December 24:
“It is a heavy downpour of rain which drenches the soil to fullness, likewise only a profuse shower of love overcomes hatred.”
–Gandhi (Collected Works of Mahatma Gandhi, vol. XIV, p. 402)
In Chapter Four of Search for a Nonviolent Future, Michael Nagler compares violence to the weather. “The weather,” he says, “is notoriously unpredictable. But something about it, as we know to our cost, is only too predictable: if we keep pouring fluorocarbons into the atmosphere, if we keep burning up the rain forests and all of the fossil fuel we can get our hands on, we will keep heating up the planet.” He continues the metaphor: we can’t predict when and where terrible storms will occur, but we can know that if we continue on the way we are, then we can be certain that such effects will take place. So it is for violence. In his words, “We cannot predict who will lose it and walk into which high school with what kind of weapon, but we know sure as anything that as generation after generation watches more violent TV and movies, plays more dehumanizing video games, there will be more suffering from violence.”

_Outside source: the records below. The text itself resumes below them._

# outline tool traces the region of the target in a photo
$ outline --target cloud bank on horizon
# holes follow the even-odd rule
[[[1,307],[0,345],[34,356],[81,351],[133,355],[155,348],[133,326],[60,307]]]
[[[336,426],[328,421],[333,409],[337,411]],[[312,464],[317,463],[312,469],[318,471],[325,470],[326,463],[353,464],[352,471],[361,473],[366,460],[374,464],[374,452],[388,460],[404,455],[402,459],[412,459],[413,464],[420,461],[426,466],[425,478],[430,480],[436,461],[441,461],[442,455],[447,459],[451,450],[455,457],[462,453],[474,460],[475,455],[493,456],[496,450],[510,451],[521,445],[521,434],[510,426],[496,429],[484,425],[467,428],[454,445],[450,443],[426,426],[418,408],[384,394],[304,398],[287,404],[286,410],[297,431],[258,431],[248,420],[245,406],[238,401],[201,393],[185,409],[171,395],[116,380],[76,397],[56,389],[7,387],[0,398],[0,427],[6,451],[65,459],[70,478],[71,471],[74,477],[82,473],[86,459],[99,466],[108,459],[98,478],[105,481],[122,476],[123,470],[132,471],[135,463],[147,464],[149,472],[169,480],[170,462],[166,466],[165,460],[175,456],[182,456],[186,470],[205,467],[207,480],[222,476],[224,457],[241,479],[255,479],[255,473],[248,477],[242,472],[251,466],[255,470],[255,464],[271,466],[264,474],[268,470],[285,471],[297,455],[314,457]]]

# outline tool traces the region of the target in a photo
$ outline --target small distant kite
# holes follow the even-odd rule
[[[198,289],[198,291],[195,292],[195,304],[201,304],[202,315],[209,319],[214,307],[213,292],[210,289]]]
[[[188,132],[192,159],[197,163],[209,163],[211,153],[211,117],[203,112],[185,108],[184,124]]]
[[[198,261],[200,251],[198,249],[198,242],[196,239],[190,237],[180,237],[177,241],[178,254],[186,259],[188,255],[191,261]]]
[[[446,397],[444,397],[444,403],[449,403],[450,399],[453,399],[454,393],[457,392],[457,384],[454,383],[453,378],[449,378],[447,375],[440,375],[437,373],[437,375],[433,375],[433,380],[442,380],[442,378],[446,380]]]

In other words, violence carries its own predictability. But so does nonviolence. The more we invest in greener technologies, better relationships and fewer tensions with those around us, the more we honor the dignity of all people, young and old (and in between), the more, in short, that we do for a nonviolent world, we can predict that it, too, will have an effect. But, as he points out, our nonviolence has to be proportional. The intensity of violence today means, as he says, that only a “profuse shower of love overcomes hatred,” not a trickle, not a sprinkle or a drizzle, but a full on, road-flooding, reservoir-filling storm of nonviolent energy!
Experiment in nonviolence:
Get your hands on a copy of Search for a Nonviolent Future and settle down for some powerful reading.